Well, we are not going to change either the Senate or the E.C. because the Constitution gives the Senate and states with a minuscule population the ability to prevent it. And why would those states allow their legislators to diminish their ability to blackmail and hold up the rest of the country? Can you imagine Senators giving up two years of their terms to be more accountable or to dilute their present share of power?

That’s the situation we live under. So, the only alternative is for progressives in progressive states to bind together and demand representation that practices regional politics for our protection and our benefit. If progressive states practiced regionalism and strategically blocked legislation that the South and the Corn-Wheat Belt states wanted, we could get a lot more of what we need. We could enhance the numbers in Congress for progressives through that mechanism. We must convince the majority of residents in our states that their interest is best served by politicians that don’t sell us out to the most regressive and backwards voters who happen to be concentrated in those states. There is no reason that the myriad of popular programs, healthcare, environmental protection, civil rights protections etc. should be allowed to be blocked in perpetuity by the minority which practice regional politics.

Of course, the scruple against practicing regional politics is that it is unjust to those who live in even the most benighted states but who don’t favor those policies*. And that is absolutely true. As pointed out, things like the Electoral College automatically disenfranchise those people. But the idea that Progressive State regionalism would be to their determent is absurd. I am better served by Al Franken and Barbara Boxer than I am by Snowe and Collins. I have, at times, been better served by the likes of Dale Bumpers and others from states which used to send moderate Democrats to the Senate. I am certain there are many millions of progressive in states with horrible representation who often feel better represented by Congressional members from other states.

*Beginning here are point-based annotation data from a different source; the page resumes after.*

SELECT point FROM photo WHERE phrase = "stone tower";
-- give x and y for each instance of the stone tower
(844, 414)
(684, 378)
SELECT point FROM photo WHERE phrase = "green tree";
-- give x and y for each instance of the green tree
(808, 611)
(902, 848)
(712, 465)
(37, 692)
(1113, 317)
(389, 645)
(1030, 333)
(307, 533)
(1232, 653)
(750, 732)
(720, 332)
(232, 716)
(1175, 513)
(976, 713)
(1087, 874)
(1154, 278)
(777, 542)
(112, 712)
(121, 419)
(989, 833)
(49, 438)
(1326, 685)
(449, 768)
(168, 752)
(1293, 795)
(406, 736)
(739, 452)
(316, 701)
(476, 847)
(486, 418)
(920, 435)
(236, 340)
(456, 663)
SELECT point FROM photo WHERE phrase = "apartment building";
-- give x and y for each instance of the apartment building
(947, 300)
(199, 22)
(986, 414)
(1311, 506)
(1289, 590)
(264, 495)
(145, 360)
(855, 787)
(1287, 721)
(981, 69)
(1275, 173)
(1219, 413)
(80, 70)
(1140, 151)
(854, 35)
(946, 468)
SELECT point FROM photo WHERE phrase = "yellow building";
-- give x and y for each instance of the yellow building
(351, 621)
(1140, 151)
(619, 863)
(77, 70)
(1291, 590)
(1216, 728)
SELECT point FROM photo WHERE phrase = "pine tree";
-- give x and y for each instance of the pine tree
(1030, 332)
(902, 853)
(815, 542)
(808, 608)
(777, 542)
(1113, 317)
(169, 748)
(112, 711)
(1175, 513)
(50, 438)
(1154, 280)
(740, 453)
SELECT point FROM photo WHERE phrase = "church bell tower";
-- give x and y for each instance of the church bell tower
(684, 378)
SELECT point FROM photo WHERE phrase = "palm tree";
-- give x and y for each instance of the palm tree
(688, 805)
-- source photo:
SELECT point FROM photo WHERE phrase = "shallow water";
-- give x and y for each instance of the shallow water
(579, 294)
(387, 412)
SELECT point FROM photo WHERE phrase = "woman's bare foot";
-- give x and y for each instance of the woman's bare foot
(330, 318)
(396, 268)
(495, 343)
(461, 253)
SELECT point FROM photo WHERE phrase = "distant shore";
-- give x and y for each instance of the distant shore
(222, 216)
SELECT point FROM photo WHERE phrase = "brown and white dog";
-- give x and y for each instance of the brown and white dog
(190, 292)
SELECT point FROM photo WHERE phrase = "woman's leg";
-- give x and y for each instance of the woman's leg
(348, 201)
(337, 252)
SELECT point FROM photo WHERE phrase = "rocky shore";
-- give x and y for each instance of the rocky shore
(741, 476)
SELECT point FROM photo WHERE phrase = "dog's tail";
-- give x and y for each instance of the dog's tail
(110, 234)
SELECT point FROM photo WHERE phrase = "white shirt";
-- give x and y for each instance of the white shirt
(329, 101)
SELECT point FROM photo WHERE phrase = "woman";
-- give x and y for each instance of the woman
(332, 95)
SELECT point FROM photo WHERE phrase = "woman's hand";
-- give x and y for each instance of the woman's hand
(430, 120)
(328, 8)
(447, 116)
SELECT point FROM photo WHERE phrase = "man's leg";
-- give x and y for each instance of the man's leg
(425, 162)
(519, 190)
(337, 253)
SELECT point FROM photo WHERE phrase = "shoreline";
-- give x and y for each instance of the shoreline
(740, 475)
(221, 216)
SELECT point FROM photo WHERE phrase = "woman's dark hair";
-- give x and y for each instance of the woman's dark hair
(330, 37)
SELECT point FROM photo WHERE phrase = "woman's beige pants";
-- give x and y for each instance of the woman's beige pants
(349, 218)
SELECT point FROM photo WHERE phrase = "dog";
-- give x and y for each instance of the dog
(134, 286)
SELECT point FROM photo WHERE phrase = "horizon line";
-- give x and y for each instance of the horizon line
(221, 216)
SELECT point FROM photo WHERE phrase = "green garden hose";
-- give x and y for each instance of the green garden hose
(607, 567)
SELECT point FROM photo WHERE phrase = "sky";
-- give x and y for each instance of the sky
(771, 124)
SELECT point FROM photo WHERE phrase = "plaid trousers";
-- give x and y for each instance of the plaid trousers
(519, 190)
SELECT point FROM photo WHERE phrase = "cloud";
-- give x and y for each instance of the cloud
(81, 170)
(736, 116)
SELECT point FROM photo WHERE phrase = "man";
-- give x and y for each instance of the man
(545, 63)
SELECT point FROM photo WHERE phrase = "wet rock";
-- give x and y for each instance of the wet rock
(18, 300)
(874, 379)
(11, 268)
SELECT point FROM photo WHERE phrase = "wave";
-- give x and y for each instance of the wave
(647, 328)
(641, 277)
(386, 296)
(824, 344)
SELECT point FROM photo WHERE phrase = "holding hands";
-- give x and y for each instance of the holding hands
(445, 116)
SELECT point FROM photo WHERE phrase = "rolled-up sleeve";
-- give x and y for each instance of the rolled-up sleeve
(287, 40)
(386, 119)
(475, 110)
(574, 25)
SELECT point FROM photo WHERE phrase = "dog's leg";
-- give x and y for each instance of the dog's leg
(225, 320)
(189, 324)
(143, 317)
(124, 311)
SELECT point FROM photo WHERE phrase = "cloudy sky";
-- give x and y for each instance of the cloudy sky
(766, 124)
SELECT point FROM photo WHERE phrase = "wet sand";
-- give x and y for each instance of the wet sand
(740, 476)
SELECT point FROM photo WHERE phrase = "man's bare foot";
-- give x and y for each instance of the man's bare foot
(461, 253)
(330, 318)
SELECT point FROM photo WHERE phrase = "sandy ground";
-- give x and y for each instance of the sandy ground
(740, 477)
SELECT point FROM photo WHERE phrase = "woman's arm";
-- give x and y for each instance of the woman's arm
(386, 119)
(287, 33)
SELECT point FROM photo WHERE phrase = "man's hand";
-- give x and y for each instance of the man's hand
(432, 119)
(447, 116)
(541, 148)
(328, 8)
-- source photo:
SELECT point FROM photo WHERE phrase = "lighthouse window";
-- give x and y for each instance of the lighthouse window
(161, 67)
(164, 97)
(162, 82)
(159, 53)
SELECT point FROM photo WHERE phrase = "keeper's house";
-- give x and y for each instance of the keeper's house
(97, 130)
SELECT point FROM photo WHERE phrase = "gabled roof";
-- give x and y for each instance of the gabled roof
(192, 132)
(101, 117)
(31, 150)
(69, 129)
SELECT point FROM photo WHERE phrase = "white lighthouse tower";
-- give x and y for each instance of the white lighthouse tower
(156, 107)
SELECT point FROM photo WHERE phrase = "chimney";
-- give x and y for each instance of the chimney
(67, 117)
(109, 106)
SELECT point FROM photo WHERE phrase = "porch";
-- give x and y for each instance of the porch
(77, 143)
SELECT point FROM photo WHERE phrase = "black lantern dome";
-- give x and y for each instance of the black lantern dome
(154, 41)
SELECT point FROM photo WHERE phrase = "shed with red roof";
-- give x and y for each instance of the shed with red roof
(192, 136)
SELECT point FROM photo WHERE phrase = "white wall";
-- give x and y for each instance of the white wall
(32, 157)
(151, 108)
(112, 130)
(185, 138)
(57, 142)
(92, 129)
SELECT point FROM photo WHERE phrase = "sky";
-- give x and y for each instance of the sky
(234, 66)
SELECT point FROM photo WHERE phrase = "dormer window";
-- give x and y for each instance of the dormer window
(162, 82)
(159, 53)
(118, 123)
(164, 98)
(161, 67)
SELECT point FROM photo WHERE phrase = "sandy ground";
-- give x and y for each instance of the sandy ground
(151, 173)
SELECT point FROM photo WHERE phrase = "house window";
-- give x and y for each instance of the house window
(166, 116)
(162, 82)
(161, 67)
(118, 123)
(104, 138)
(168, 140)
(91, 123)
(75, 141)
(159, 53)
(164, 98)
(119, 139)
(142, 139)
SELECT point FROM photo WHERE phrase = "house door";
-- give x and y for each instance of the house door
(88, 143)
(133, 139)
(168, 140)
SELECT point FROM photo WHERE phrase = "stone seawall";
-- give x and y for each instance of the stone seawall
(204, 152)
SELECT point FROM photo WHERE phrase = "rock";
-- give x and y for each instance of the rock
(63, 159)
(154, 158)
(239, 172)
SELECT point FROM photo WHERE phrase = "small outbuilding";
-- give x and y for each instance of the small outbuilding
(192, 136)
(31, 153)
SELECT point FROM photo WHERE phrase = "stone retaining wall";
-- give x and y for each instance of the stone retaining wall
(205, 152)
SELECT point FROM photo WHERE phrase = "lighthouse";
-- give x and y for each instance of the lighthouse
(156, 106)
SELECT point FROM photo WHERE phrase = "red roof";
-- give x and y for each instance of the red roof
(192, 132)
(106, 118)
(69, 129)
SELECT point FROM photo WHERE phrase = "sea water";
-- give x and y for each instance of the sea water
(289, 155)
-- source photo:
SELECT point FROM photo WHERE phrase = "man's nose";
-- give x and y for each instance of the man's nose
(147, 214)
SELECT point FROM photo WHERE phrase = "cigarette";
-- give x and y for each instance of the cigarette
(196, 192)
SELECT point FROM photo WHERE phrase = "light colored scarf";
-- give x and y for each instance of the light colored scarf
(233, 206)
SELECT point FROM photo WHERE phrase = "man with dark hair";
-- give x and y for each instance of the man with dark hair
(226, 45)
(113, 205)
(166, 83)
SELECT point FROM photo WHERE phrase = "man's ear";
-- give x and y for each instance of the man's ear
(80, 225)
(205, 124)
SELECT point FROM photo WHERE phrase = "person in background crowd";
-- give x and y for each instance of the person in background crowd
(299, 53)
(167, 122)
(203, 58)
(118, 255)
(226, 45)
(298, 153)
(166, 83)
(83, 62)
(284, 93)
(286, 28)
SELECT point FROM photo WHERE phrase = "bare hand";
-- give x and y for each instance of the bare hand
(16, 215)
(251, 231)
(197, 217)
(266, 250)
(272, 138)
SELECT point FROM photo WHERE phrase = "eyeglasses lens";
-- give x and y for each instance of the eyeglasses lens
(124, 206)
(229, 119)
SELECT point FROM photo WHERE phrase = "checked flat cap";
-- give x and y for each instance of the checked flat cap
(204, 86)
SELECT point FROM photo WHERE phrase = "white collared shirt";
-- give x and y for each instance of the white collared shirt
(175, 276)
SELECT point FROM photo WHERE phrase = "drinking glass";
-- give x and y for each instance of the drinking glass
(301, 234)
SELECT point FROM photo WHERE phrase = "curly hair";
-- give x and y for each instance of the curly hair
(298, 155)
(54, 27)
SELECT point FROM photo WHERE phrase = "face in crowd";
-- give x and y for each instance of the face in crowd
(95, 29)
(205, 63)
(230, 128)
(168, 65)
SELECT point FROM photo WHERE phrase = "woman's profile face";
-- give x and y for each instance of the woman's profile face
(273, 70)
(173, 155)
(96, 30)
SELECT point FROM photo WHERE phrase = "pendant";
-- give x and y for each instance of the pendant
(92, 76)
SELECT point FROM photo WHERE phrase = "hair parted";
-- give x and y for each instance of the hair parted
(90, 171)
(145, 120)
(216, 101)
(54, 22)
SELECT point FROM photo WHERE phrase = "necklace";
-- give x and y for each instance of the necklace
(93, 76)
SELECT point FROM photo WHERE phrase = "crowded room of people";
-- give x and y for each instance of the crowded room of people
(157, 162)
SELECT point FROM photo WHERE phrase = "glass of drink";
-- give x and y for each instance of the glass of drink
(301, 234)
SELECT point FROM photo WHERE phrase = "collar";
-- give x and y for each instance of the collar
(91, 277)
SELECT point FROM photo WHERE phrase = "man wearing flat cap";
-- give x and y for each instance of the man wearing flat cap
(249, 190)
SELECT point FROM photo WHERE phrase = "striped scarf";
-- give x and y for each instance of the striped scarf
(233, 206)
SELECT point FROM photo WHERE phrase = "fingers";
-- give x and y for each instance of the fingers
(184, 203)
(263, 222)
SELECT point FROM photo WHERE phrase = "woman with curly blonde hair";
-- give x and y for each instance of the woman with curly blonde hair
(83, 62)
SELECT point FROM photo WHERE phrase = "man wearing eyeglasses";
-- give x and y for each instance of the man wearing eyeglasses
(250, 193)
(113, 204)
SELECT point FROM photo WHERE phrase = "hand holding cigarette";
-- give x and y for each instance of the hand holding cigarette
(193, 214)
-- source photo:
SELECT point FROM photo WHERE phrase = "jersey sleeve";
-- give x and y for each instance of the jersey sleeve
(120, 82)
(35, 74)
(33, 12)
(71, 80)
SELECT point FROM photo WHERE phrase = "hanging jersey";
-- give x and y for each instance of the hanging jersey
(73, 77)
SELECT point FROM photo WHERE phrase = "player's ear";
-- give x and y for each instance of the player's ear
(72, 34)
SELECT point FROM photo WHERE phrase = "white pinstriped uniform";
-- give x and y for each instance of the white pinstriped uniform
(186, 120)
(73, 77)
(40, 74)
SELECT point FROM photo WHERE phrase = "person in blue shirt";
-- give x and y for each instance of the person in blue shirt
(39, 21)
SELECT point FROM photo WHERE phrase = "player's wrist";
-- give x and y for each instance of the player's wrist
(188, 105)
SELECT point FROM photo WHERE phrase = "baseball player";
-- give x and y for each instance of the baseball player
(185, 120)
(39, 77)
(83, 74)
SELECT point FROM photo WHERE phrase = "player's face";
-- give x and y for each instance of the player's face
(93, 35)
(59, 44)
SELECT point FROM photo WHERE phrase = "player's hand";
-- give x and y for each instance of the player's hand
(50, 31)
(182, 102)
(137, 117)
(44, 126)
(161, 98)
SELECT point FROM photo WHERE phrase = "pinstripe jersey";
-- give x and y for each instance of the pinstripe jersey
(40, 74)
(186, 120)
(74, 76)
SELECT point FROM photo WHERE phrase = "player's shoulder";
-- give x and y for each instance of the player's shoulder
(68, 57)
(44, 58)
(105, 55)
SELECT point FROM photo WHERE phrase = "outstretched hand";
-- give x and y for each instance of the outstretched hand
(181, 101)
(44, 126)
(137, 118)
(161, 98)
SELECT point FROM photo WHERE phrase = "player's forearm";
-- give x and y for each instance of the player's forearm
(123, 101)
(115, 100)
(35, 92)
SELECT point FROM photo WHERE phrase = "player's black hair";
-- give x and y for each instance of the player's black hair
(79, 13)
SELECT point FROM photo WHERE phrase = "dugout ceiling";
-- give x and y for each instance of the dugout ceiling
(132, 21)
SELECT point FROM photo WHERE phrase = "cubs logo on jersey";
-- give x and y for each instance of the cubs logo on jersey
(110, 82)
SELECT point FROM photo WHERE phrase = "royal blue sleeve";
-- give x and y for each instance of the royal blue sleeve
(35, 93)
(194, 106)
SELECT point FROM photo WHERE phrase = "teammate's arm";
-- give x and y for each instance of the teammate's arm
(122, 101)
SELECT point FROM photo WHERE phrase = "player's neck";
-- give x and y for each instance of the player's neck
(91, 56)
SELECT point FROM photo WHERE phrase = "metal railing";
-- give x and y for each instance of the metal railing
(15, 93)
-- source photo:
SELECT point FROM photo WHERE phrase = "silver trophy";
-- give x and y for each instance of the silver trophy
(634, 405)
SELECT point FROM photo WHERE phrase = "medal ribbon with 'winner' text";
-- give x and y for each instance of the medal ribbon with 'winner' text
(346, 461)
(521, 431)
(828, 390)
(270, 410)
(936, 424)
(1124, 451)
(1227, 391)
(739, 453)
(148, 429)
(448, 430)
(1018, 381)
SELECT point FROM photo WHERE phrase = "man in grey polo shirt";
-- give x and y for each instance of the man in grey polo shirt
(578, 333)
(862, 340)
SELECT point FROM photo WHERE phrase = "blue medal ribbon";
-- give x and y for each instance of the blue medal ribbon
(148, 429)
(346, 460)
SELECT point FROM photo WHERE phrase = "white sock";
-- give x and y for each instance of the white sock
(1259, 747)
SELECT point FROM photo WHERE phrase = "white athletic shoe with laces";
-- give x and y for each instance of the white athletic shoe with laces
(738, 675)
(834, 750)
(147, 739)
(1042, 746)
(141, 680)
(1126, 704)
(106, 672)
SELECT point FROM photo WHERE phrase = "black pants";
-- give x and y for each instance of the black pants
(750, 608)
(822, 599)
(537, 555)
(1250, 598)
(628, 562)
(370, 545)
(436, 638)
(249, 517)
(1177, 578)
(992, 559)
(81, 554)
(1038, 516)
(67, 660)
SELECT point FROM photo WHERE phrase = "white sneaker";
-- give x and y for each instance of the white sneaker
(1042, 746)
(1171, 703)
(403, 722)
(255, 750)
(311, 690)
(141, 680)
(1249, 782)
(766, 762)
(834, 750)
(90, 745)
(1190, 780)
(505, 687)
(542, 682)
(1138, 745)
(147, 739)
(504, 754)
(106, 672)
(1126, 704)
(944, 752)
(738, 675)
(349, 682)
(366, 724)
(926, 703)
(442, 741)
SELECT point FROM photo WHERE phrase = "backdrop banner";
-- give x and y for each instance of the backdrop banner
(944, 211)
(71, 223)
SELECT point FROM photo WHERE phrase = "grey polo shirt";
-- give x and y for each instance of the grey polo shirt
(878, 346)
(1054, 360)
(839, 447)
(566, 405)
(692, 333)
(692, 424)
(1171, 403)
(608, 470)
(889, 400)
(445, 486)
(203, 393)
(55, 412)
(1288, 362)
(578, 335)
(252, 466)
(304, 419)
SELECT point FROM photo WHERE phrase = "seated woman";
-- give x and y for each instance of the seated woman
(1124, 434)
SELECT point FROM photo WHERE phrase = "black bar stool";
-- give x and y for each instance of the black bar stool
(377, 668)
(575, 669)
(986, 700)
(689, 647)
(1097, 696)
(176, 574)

There are no easy answers, no perfect solutions to the horrible facts of government under our constitution. There isn’t anything that isn’t going to force a hierarchy of principles. But there is often no room for doubt that higher level moral issues are frequently sacrificed for things amounting to conventionalized manners. Democracy is in the emergency ward because The People’s lives are being destroyed. This is an emergency. We need to do something drastic now.

* As I’ve pointed out it doesn’t come naturally to me as a New Englander. I’ve pointed out that while Southerners were freely expressing their regionalist hatred against New Englanders my governor was from Virginia and the Speaker in my state legislature was from South Carolina. There are a number of successful Democratic politicians in the North East who speak with distinct Southern accents.